Species of flowering plant

Lepidium campestre, the field pepperwort, field peppercress, field peppergrass, field pepperweed or field cress, is usually a biennial with some form of annual plant in the Brassicaceae or mustard family, native to Europe, but commonly found in North America as an invasive weed. The most notable characteristic of field pepperweed is the raceme of flowers which forks off of the stem. These racemes are made up of first small white flowers and later green, flat and oval seedpods each about 6 mm long and 4 mm wide. Each seedpod contains two brown, 2.5 mm long seeds.

The stem of field pepperweed comes out of a basal rosette of toothed leaves. The stem is covered in leaves, which are sessile, alternate and arrow-shaped. The entire plant is generally between 20 and 60 cm tall and covered in small hairs.

==Cultivation and uses==
Field pepperweed grows in disturbed land, crops, and waste places. It can tolerate most soils.

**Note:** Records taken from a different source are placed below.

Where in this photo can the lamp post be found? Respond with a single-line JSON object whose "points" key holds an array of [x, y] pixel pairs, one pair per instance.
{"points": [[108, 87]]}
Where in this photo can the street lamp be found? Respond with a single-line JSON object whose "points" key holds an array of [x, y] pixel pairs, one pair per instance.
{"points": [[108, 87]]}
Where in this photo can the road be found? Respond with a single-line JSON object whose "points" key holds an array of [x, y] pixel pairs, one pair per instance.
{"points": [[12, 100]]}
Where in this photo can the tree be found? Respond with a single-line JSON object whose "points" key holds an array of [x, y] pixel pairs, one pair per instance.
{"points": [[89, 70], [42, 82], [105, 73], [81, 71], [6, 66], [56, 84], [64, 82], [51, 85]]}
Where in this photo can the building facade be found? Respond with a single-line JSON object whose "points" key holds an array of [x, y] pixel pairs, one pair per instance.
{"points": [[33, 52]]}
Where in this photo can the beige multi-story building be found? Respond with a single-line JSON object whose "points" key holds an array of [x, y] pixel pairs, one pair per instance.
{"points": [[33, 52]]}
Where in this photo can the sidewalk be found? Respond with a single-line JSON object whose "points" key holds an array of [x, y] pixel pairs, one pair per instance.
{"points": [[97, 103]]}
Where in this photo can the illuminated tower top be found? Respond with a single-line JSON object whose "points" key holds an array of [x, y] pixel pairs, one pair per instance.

The plant is edible. The young leaves can be eaten as greens, added raw to salads or boiled for ten minutes. The young fruits and seeds can be used as a spice, with a taste between black pepper and mustard. The leaves contain protein, vitamin A and vitamin C.

==Domestication==
Field cress has been targeted for domestication at the Swedish University of Agricultural Sciences (SLU), because it holds high agronomic promise as a biennial/perennial oilseed crop as it has many good characteristics of a high-yielding winter-hardy crop. Unlike any other oilseed crop, field cress can be highly productive in the northern parts of temperate regions and has been successfully grown in Umeå, Sweden (40 km south of the Arctic Circle) where it can yield correspondingly 3.3 tons/ha. In addition, field cress provides important ecosystem services as it functions as a cover crop during winter and can be undersown a spring cereal. The oil of field cress is suitable for different industrial applications such as production of hydrotreated vegetable oil diesel (HVO). The researchers at SLU have identified and mapped several genes in field cress that are known to be important for domestication related traits such as flowering time, pod shattering and seed dormancy.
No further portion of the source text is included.